How come Elk was ignored then? Said Gray in Elk: “The evident meaning of these last words is not merely subject in some respect or degree to the jurisdiction of the United States, but completely subject to their political jurisdiction and owing them direct and immediate allegiance. And the words relate to the time of birth in the one case, as they do to the time of naturalization in the other.”
How come Wong ignored the legislative intent or meaning placed on the words? John Paul Stevens: “A refusal to consider reliable evidence of original intent in the Constitution is no more excusable than a judge’s refusal to consider legislative intent.”Â
No matter how much spin or lipstick you try and place on Wong, it still suffers from zero support from history and defined legislative law. In other words, Wong will always be a deliberate judicial lie honored only those who lack honor themselves such as yourself.
In Reply to JimAZtec: I have spent many hours thinking about whats causing this madness. The supreme court has never ruled to define NB other than in its accepted legal definition. Perhaps this deceit went far further than most thought, and reaced a point where to avoid anarcy the court remains silent. By doing so the court is violating their constitutional charter. The lesser of two evils? Media experts say art 14 and citizenship are what qualify the president. Most people belive that, why not just leave it there? Why I will continue to fight this is not whos in office, in some ways bush and mccain seem to be littlt better. Its what this will pry the door open to. The constitution is already in peril even before this mess sterted,[I know I cant type] This will take us to a place were we wont be able to come back from. Of all the dangers the framers wrote about this is the one issue they feared the most.
From reading all the material on the subject of natural born citizens I can’t help but conclude the following:
1) Citizens of the united states was never properly defined by the framers mainly because only state law could define whom were born a citizen of the state. This explains I think the many early state laws that denied citizenship upon birth to non-resident aliens who had taken no oath of allegiance.
2) Congress in 1866 recognized not all states recognized people of color as citizens and set out to define who were citizens of the united states through statute and amendment to the constitution.

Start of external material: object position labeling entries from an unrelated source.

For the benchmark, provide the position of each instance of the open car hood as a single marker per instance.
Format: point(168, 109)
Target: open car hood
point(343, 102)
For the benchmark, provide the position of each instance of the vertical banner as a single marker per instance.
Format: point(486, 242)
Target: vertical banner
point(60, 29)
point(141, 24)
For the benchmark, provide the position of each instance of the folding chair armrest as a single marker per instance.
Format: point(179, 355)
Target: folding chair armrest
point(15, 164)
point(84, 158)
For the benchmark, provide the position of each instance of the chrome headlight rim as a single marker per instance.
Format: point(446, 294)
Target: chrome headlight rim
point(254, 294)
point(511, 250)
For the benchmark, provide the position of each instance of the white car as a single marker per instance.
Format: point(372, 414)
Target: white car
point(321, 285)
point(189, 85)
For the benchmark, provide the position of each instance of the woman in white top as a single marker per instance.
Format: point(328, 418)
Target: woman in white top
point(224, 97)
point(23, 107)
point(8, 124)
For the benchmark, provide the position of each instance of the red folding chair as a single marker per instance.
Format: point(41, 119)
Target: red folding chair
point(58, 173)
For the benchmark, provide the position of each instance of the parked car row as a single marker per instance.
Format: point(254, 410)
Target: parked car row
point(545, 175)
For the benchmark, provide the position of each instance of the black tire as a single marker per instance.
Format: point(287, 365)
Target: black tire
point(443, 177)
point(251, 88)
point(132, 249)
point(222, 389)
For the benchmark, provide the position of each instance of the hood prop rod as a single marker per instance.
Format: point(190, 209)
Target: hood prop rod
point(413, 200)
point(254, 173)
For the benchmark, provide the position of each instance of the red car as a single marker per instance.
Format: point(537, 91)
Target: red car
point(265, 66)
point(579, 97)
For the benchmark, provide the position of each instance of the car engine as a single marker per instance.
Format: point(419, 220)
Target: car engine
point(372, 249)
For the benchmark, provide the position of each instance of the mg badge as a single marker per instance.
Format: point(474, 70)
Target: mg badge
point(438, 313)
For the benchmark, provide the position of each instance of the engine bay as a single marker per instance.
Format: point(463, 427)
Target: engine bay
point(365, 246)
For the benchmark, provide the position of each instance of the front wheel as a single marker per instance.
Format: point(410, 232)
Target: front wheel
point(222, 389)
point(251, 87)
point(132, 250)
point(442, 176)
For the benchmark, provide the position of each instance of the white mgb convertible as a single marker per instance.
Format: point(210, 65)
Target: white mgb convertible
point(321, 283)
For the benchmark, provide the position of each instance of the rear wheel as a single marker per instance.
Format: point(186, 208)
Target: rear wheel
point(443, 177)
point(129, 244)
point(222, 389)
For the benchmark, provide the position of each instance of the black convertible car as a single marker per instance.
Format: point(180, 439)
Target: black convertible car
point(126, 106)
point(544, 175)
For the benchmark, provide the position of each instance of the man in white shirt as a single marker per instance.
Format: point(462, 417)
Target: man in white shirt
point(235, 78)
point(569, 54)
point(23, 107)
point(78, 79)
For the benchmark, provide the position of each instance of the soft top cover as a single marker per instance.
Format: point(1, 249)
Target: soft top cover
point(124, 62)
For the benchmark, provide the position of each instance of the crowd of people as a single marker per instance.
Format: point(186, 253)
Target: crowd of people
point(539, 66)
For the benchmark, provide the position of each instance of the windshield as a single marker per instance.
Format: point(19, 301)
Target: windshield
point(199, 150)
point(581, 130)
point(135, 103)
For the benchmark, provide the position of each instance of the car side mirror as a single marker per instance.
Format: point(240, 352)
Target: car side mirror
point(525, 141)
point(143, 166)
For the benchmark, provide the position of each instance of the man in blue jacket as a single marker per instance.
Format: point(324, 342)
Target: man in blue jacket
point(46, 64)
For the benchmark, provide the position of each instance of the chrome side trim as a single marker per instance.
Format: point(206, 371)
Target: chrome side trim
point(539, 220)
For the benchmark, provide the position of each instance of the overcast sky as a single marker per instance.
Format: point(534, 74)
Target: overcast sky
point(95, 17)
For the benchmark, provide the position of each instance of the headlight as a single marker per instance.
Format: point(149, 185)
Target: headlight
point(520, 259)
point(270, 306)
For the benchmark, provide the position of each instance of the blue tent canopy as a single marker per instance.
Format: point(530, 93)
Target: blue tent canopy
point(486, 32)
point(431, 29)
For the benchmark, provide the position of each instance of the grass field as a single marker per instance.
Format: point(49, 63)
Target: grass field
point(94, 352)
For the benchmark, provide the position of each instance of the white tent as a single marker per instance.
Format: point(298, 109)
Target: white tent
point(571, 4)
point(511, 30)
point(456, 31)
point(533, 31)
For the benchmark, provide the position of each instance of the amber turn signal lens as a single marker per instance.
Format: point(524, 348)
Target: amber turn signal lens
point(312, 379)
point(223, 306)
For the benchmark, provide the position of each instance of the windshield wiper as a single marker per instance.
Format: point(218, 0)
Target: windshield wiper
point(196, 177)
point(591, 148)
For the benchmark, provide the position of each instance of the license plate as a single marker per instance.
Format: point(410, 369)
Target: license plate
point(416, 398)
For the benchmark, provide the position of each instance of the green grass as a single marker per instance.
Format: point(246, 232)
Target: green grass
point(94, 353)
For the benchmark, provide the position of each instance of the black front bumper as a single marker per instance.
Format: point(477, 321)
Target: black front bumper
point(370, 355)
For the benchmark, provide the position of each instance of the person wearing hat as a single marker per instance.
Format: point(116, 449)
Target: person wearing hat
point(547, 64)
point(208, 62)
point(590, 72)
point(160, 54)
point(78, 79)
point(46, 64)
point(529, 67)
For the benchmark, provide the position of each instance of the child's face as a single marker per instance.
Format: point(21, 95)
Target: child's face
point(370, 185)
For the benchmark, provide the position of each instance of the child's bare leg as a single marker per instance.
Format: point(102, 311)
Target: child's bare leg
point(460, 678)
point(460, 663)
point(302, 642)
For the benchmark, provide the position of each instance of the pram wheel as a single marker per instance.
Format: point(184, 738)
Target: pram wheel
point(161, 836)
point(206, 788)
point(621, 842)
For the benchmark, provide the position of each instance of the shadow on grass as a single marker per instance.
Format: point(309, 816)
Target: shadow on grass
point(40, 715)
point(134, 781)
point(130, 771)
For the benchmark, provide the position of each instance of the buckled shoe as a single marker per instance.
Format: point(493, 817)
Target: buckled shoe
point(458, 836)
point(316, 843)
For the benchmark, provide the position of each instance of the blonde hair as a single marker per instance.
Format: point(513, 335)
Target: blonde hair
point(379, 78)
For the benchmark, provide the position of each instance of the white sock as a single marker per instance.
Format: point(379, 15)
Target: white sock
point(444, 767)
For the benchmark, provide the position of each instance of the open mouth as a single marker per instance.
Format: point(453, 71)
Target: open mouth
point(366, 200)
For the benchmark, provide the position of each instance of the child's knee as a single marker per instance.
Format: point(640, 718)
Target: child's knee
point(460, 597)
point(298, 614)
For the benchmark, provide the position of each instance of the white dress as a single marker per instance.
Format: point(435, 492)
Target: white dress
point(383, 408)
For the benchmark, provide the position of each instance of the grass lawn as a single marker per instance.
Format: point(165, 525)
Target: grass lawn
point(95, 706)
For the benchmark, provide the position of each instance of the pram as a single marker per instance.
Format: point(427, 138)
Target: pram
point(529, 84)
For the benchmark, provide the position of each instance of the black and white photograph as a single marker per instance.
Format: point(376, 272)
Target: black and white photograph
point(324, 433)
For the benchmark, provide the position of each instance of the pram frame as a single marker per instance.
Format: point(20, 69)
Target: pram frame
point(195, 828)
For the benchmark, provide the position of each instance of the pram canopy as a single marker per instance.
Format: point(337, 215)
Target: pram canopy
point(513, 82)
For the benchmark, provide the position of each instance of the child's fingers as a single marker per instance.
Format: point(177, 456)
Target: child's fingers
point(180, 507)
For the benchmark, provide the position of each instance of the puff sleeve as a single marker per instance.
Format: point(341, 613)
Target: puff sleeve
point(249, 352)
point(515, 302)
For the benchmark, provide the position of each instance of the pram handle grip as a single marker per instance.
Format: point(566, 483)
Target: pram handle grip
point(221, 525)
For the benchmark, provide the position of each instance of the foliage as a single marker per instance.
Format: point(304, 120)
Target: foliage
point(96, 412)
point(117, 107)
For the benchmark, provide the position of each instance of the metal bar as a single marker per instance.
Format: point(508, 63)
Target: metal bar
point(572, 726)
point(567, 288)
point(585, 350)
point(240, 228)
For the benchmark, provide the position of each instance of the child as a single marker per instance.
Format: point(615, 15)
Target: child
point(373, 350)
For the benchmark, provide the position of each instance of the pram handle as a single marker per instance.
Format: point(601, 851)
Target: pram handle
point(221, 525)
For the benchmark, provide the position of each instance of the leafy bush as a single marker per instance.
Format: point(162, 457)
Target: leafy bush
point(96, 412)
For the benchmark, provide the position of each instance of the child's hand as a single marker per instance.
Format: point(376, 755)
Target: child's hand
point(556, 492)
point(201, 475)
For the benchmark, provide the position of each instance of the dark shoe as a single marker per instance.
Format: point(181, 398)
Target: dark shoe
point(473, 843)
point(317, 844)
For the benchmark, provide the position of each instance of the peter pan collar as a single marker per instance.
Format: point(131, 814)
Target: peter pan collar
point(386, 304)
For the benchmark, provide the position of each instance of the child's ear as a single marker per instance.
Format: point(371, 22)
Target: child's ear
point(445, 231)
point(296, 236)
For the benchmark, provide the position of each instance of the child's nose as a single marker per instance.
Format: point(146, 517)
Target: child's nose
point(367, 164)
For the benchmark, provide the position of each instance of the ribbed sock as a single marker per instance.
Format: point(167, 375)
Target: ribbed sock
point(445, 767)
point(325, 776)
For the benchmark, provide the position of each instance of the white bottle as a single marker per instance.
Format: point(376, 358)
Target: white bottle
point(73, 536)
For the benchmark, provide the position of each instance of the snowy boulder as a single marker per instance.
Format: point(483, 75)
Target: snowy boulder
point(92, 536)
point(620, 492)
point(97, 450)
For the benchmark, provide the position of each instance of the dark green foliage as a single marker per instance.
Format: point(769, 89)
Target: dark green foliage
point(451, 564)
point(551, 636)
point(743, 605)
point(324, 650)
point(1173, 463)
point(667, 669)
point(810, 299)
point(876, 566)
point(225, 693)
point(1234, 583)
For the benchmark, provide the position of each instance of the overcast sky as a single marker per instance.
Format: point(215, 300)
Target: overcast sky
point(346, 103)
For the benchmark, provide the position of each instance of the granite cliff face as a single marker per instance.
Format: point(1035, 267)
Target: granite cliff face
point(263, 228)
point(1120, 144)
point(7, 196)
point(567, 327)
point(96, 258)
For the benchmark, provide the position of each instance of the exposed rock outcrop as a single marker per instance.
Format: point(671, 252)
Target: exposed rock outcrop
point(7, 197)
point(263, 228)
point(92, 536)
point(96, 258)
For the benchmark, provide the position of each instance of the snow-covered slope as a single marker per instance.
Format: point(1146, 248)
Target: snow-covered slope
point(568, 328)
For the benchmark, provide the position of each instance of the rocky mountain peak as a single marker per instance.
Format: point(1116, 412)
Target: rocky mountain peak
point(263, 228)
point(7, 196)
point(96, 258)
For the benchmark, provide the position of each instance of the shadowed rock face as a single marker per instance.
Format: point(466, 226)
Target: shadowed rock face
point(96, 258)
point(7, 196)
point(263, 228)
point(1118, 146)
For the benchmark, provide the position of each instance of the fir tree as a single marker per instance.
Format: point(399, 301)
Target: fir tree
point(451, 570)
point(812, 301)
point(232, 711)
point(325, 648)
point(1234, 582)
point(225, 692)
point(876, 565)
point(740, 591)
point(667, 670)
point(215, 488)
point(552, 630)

3) Congress decided to recognize all persons born or naturalized as citizens of the united states as long as they could not be claimed as subjects of another country.
4) The 14th amendment was clearly designed to recognized only those politically attached to the nation (citizens) and no other.
5) Just as a naturalized citizen cannot be claimed by any other foreign power as their citizens, neither can anyone born.
Obama cannot be a citizen of the united states under the true meaning behind born or naturalized subject to the jurisdiction of the united states. Justice Gray himself confirmed this in Elk v Wilkins writing for the majority in defining subject to the jurisdiction as political attachment and not mere place of birth. This was in perfect agreement with acts of congress of 1866, 1868 and 1874. Elk is the only court case where the court was specifically asked to rule on what “subject to the jurisdiction” means. This question was not before the court in Wong Kim Ark.
This crazy notion that place of birth controls citizenship is so contrary to written law makes you wonder how so many got carried away with such an easily debunked belief.
I have always considered it a weird argument that place of birth creates the required allegiance for citizenship for aliens yet the courts have been steadfast that change of location can never change ones allegiance. Go figure.